Joe “Duke” Berne (Humphrey Bogart) is a three-time loser. One more arrest and the law will send him away for life. With that ingrained into his head, Duke has given up the criminal life. The problem is getting a regular job, you know how it is, who’s going to hire an ex-con? No one, so here he is roaming the streets, unshaven, wondering where his next meal is going to come from.
In desperation, Duke gets involved with some old cronies who are planning an armored car robbery. At first Duke wants nothing to do with it. He wants to remain clean despite taunts from a young punk named Frenchy who calls Duke a coward even throwing a glass of milk in his face. Duke takes it all.
When Duke finds out mob lawyer, Martin Fleming (Stanley Ridges) in backing up the deal he becomes interested.
Duke visit’s Fleming who is now married to Lorna (Irene Manning), Duke’s former lover. It’s obvious from the first time they see each other, Lorna still has a thing for Duke and visa versa. With Duke in charge they plan the robbery (Duke straightens Frenchy out by throwing a glass of milk in his face and kicking him off his chair) which all seems to think will be a piece of cake except for Duke. The night of the robbery as Duke is getting ready to join the boys, Lorna shows up at his door pleading with him not to go through with it. She tells him they could run away together and start a new life. Duke, still hooked on Lorna, stays with her.
The robbery, without Duke goes bad, all the criminals are killed except for Frenchy who will get his revenge on Duke soon after. A witness to the robbery, an elderly woman, is brow beaten by the police into mistakenly identifying Duke as the crook who got away.
Duke, now being hunted by the police, figures the only way to get himself off the hook is to get Fleming to defend him by setting up a full proof alibi. Fleming double crosses Duke after Frenchy, getting his revenge, tells Fleming about finding Duke and his wife together.
The remainder of the film spirals out of control as Duke escapes from prison, but in an unbelievable moment of weakness agrees to give himself up in order to set the record straight about a young con who is innocently being accused of being part of the escape plan and the resulting murder of a prison guard. We know from the beginning, Duke is doomed since the entire story is told in flashback from Duke’s deathbed in prison.
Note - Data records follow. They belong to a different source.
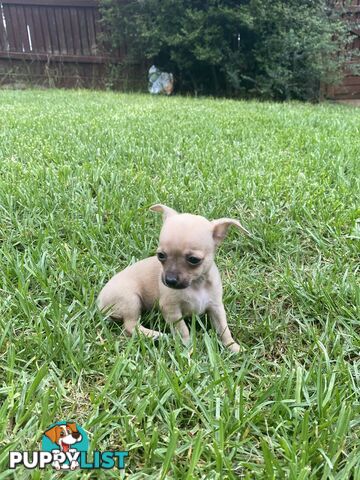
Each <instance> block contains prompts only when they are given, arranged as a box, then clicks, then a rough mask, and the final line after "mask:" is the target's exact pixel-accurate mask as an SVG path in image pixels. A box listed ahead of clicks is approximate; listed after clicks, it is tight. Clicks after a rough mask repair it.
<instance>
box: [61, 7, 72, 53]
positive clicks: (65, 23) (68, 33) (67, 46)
mask: <svg viewBox="0 0 360 480" xmlns="http://www.w3.org/2000/svg"><path fill="white" fill-rule="evenodd" d="M61 11H62V17H63V20H64V31H65V38H66V48H67V54H68V55H74V54H75V49H74V41H73V34H72V30H71V19H70V10H69V8H67V7H66V8H62V9H61Z"/></svg>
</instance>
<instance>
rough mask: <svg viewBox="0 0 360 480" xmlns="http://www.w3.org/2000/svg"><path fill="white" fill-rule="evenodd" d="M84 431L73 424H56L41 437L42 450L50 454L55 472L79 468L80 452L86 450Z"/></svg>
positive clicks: (52, 463) (68, 422)
mask: <svg viewBox="0 0 360 480" xmlns="http://www.w3.org/2000/svg"><path fill="white" fill-rule="evenodd" d="M88 444H89V442H88V439H87V436H86V433H85V431H84V430H83V429H82V428H81V427H80V426H79V425H77V424H76V423H75V422H57V423H55V424H53V425H52V426H51V427H50V428H48V429H47V430H46V431H45V432H44V434H43V437H42V450H43V451H46V452H51V453H52V454H53V457H54V461H53V463H52V466H53V467H54V468H55V469H56V470H66V469H70V470H75V469H76V468H78V467H79V461H78V460H79V456H80V453H81V452H86V451H87V450H88Z"/></svg>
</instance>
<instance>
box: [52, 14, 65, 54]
mask: <svg viewBox="0 0 360 480" xmlns="http://www.w3.org/2000/svg"><path fill="white" fill-rule="evenodd" d="M61 13H62V8H54V15H55V21H56V25H57V32H58V42H59V51H60V54H62V55H66V54H67V47H66V38H65V27H64V22H63V17H62V14H61Z"/></svg>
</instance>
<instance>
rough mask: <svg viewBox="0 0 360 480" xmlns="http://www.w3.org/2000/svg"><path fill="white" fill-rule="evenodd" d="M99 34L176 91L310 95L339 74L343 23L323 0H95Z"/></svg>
mask: <svg viewBox="0 0 360 480" xmlns="http://www.w3.org/2000/svg"><path fill="white" fill-rule="evenodd" d="M101 8H102V14H103V22H104V25H105V27H106V28H105V30H106V32H107V34H106V36H107V40H108V41H109V42H110V44H111V45H112V47H113V48H114V49H121V50H122V51H123V52H125V53H126V56H125V61H126V62H127V63H128V64H129V63H137V62H144V60H146V59H147V60H148V63H149V65H150V63H152V62H153V63H155V64H156V65H157V66H158V67H160V68H162V69H164V70H168V71H172V72H173V73H174V74H175V78H176V81H177V83H176V86H177V89H178V90H179V91H182V92H192V93H195V94H196V93H201V94H215V95H224V94H225V95H234V96H235V95H242V96H244V95H246V96H258V97H263V98H273V99H289V98H297V99H307V100H317V99H318V98H319V95H320V85H321V84H323V83H329V84H331V83H336V82H337V81H339V80H340V79H341V75H342V66H343V63H344V61H345V57H346V50H345V47H346V44H347V42H348V41H349V36H348V35H347V30H348V29H347V27H346V25H345V24H344V22H343V21H342V20H341V18H340V14H341V12H340V11H338V10H335V9H334V8H333V7H332V6H331V5H330V4H329V2H328V1H327V0H305V1H302V2H298V1H297V0H273V1H271V2H268V1H264V0H248V1H233V0H207V1H202V0H201V1H200V0H193V1H189V0H172V1H170V0H161V1H160V0H142V1H140V0H129V1H127V2H125V3H124V2H119V1H117V0H102V1H101Z"/></svg>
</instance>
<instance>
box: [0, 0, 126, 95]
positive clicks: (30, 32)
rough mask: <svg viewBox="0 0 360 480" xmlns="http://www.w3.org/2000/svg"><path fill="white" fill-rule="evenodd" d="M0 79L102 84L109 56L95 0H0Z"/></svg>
mask: <svg viewBox="0 0 360 480" xmlns="http://www.w3.org/2000/svg"><path fill="white" fill-rule="evenodd" d="M0 9H1V12H0V13H1V16H0V83H14V82H15V83H21V82H26V81H28V80H29V79H30V81H31V82H32V83H40V84H44V85H50V86H69V87H70V86H104V82H105V77H106V75H105V73H106V68H107V66H108V64H109V62H111V61H113V62H119V61H120V60H121V56H122V55H121V53H120V52H117V55H116V57H114V56H113V57H111V58H110V57H109V55H108V54H107V53H106V48H104V47H103V46H102V42H101V35H102V29H101V22H100V12H99V5H98V2H97V1H96V0H0Z"/></svg>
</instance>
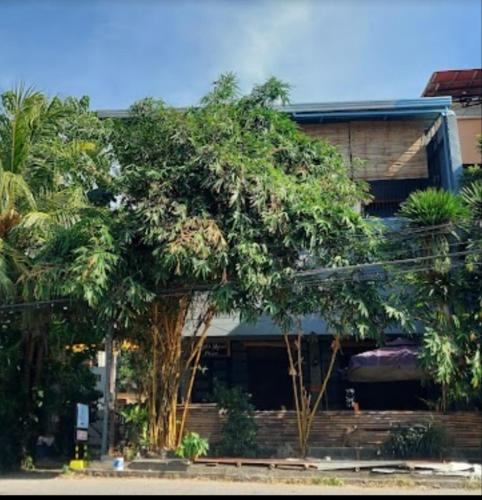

“The Big Shot” was made after Bogart had finally become a major Warners star that is after “The Maltese Falcon” and “High Sierra” so it is surprising to see him in a film that has the look and feel of a programmer. Still, Bogie is Bogie and he makes the film enjoyable but overall there is not much there. The car chase sequence toward the end is poorly planned with state police on motorcycles chasing after Bogie and his girl along a snowy icy twisting road. The motor cycle cops are implausibly shooting at Bogart’s car with one hand while managing to steer the motorcycle along the icy curved road with the other.
Directed by Lewis Seiler, who spent most of his career cranking out standard melodramas and westerns of little distinction. Bogart during his second tier days worked with Seiler in quite a few films (Crime School, You Can’t Get Away With Murderer and King of the Underworld), Seiler’s other works include some early westerns starring Tom Mix, “Tugboat Annie”, “Pittsburgh” and “Guadalcanal Diary”, probably his best known work. George Raft turned down this role and as he did with “High Sierra” and “The Maltese Falcon” and just like those earlier flicks, Bogart took over the part. Don’t expect much from this minor film other than Bogie who makes it worth at least one viewing considering it was his last gangster role.